Pois então. Obviamente, o jeito mais fácil de fazer isso seria comprando alguma coisa. Passei por uma prateleira, peguei um doce qualquer, se não me engano, um Chokito, olhei o preço – dois dólares -, e fui até o balcão. Admito, com vergonha sincera agora, que meu coração estava acelerado. Botei o bombom e o dinheiro na bancada. Contato visual estabelecido. “CALMA, SEU IMBECIL, CALMA”, pensei.
– Vai querer mais alguma coisa? – perguntou Saya, em inglês, simpática como “sempre”.
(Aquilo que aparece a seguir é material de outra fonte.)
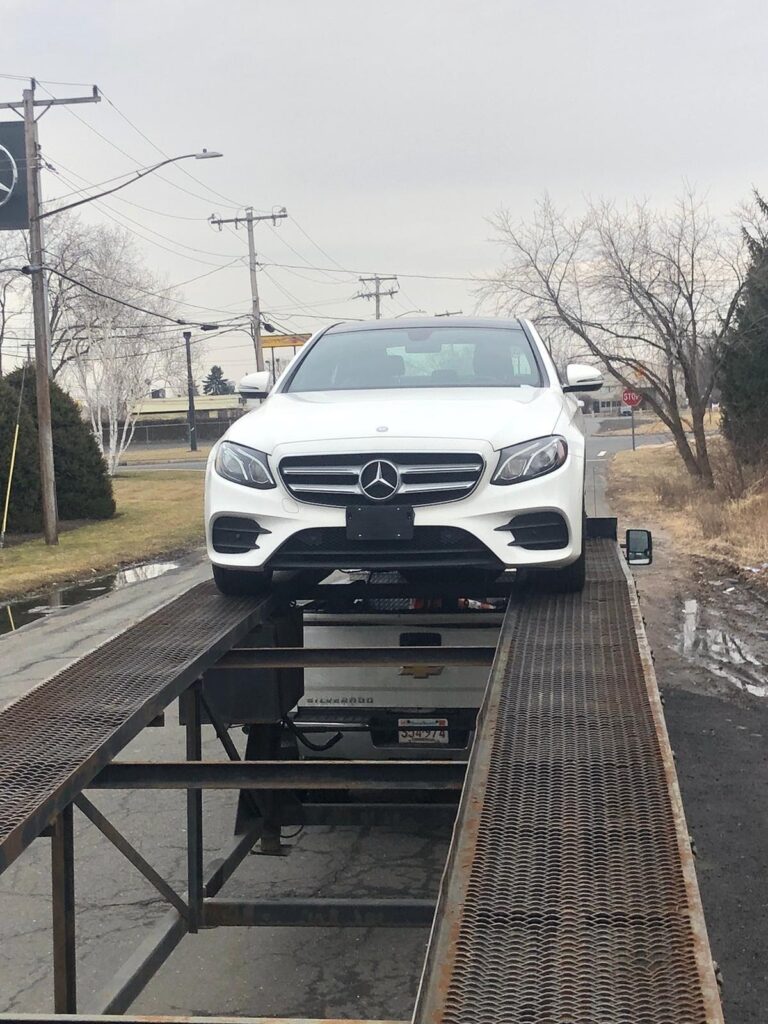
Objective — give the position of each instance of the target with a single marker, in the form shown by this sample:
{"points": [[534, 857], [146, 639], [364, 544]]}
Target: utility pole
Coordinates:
{"points": [[249, 220], [26, 109], [377, 293], [190, 394]]}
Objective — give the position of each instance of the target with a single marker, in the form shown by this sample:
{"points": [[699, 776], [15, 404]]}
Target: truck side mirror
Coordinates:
{"points": [[580, 377], [639, 547], [255, 385]]}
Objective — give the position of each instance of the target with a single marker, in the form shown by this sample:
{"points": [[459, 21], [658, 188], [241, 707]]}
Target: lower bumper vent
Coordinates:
{"points": [[538, 530], [233, 535], [430, 547]]}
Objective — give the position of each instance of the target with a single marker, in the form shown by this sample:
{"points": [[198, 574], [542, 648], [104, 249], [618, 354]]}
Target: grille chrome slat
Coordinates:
{"points": [[418, 470], [331, 488], [408, 488], [425, 477], [322, 471]]}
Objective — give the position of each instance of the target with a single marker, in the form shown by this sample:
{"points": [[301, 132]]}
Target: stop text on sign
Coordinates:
{"points": [[631, 398]]}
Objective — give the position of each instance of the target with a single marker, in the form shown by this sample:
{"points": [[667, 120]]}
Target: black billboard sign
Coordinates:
{"points": [[13, 212]]}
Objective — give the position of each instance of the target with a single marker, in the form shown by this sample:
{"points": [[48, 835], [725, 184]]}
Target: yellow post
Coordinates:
{"points": [[10, 480]]}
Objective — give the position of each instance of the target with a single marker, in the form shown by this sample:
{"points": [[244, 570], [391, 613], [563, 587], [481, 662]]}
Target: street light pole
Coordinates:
{"points": [[190, 394]]}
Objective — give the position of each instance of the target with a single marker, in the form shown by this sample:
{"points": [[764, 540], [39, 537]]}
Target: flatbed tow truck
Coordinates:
{"points": [[569, 894]]}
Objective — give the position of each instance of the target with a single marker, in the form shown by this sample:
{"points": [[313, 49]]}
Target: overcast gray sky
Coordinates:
{"points": [[390, 131]]}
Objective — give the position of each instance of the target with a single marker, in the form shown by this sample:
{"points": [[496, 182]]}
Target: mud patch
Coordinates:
{"points": [[723, 630], [13, 614]]}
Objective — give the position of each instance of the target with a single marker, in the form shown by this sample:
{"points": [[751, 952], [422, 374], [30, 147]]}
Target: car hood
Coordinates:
{"points": [[498, 416]]}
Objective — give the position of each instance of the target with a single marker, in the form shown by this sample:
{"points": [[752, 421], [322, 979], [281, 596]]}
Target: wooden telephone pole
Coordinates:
{"points": [[26, 109], [249, 220]]}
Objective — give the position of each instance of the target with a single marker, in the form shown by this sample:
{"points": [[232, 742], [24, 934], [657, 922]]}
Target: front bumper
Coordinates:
{"points": [[482, 515]]}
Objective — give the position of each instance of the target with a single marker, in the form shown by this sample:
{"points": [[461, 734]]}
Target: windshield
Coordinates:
{"points": [[417, 357]]}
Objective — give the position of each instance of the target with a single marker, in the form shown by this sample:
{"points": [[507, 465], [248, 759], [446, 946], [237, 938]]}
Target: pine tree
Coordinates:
{"points": [[744, 372], [83, 486], [216, 383], [24, 512]]}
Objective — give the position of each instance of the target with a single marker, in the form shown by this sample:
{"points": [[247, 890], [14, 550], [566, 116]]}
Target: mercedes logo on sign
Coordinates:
{"points": [[379, 480], [8, 175]]}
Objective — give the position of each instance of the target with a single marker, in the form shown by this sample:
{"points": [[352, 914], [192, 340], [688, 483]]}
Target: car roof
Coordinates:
{"points": [[413, 323]]}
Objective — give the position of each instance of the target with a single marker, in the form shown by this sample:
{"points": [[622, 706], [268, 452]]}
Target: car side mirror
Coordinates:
{"points": [[255, 385], [639, 547], [580, 377]]}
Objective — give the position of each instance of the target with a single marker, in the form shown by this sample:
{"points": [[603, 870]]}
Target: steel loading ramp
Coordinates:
{"points": [[569, 895]]}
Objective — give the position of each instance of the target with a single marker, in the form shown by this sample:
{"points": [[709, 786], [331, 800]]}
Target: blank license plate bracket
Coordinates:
{"points": [[377, 522]]}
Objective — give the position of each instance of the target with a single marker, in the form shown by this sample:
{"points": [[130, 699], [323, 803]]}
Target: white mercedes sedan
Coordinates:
{"points": [[438, 448]]}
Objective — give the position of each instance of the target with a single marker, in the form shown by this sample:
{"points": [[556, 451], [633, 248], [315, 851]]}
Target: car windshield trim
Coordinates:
{"points": [[457, 356]]}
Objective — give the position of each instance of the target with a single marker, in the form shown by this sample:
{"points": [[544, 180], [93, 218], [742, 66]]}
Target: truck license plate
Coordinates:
{"points": [[415, 731]]}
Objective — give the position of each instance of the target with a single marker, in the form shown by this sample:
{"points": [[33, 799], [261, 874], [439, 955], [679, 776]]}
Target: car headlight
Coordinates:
{"points": [[243, 465], [523, 462]]}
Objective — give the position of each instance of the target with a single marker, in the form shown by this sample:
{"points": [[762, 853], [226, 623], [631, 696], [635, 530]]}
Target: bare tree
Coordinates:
{"points": [[122, 353], [651, 294]]}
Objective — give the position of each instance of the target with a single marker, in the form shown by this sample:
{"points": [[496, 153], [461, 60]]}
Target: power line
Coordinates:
{"points": [[415, 276], [102, 295], [377, 293], [117, 213]]}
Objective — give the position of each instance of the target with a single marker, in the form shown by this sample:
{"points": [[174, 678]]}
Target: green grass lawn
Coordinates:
{"points": [[158, 514]]}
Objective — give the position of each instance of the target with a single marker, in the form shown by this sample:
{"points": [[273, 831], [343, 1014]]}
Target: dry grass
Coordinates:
{"points": [[652, 485], [158, 514], [134, 456], [654, 426]]}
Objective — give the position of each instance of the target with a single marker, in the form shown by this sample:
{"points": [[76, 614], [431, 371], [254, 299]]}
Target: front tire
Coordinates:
{"points": [[241, 583]]}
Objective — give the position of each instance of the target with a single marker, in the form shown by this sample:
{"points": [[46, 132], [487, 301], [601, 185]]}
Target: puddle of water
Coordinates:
{"points": [[16, 613], [724, 636]]}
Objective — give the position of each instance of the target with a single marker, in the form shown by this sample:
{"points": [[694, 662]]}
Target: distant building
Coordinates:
{"points": [[280, 349]]}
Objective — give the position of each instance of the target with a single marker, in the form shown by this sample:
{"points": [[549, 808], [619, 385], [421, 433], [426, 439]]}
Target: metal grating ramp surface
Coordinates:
{"points": [[56, 737], [569, 895]]}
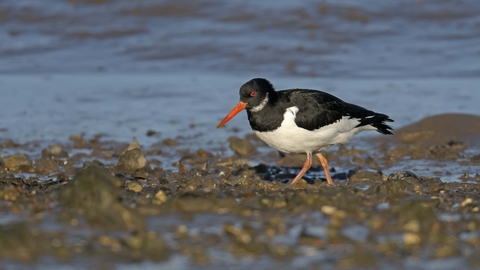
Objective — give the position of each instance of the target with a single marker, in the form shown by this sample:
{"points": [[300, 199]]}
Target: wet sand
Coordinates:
{"points": [[81, 79], [95, 203]]}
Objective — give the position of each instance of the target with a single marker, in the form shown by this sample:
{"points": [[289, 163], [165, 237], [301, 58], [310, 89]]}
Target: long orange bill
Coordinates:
{"points": [[240, 106]]}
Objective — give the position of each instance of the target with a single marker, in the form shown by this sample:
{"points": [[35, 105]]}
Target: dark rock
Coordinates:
{"points": [[242, 147], [19, 162], [170, 142], [402, 175], [475, 159], [401, 182], [132, 159], [363, 176], [45, 166], [78, 141], [94, 193], [151, 132], [54, 151]]}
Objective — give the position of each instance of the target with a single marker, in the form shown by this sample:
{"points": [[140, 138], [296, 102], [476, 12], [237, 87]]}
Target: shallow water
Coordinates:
{"points": [[120, 68]]}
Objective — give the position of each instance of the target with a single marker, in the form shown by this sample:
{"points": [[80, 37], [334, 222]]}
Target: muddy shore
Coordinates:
{"points": [[102, 203]]}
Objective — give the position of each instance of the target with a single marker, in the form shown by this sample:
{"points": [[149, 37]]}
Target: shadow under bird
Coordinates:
{"points": [[303, 120]]}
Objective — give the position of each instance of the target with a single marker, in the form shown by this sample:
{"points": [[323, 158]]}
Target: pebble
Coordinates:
{"points": [[242, 147], [132, 159]]}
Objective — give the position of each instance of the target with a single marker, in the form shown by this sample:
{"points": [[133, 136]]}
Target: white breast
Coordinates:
{"points": [[289, 138]]}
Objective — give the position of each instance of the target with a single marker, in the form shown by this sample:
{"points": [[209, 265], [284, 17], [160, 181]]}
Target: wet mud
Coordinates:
{"points": [[105, 203]]}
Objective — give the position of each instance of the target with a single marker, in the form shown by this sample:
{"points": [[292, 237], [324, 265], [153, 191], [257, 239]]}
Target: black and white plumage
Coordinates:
{"points": [[303, 120]]}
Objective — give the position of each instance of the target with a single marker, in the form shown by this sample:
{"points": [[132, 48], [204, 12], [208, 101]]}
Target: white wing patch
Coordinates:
{"points": [[289, 138]]}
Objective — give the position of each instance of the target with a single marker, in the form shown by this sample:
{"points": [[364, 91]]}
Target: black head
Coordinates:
{"points": [[254, 92]]}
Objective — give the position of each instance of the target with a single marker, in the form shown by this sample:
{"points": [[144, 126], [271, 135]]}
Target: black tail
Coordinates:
{"points": [[378, 121]]}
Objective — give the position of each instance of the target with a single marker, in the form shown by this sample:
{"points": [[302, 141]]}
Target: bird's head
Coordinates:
{"points": [[254, 96]]}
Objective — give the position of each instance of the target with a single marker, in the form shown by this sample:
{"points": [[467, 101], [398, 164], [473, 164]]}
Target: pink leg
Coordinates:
{"points": [[306, 166], [324, 163]]}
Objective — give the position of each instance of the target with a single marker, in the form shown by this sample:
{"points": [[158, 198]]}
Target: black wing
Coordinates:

– Não, só isso. – respondi, também em inglês. Me senti como uma fã do Justin Bieber (“ELA FALOU COMIGO OMG”).
– Não… – olhando pro balcão – …não tem dinheiro o suficiente.
Pânico. “EU DEFINITIVAMENTE COLOQUEI DOIS DÓLARES ALI”. Olhei pra ela confuso.
– …Impostos.
Me dei um tapa mental na testa. “Óbvio”. Pra quem não sabe, lá os impostos não são já incluídos na etiqueta como aqui. Ao invés disso, vem somente o preço do produto mesmo, e os impostos são computados na hora do pagamento. Então, se algo tem na etiqueta o valor de um dólar, na prática você terá que pagar um dólar + alguns centavos dos impostos. “Claro que você não ia passar os únicos 30 segundos da sua vida em que você fala com ela sem cometer nem ao menos um erro idiota”. Mas tentei manter a calma.
– Ah sim. Aqui.
– Obrigada.
Ela operou a maquininha do caixa ali por uns dois segundos, mas que pra mim duraram uma eternidade. Eu estava vidrado.
– Prontinho. Obrigada, e volte sempre!
– Obrigado… – dou uma olhada para o crachá dela, como se eu já não o tivesse lido várias vezes – …Saya.
Por uma fração de segundo ela aparentou estar confusa, mas então entendeu.
– Ah sim! – apontando para o crachá. E deu uma risada.
Ela deu uma risada. Eu fiquei EUFÓRICO. “ELA DEU UMA RISADA”.
Nunca, na minha vida, eu me senti tão feliz ao ouvir uma risada. Eu senti uma honesta paz de espírito naquele momento. Sabia que eu havia, nem que de uma forma inimaginavelmente pequena e não importante, causado um pouco de felicidade para o alvo da minha paixão platônica. Não importava se ela se esquecesse daquele momento 30 segundos depois de ele ocorrer, como provavelmente aconteceu. Como em todos os casos de atração unilateral, ainda mais num caso extremo como esse, o que importava é que eu lembraria. E, como pode-se ver, eu lembrei. Talvez não das covinhas, ou da falta delas, mas lembrei.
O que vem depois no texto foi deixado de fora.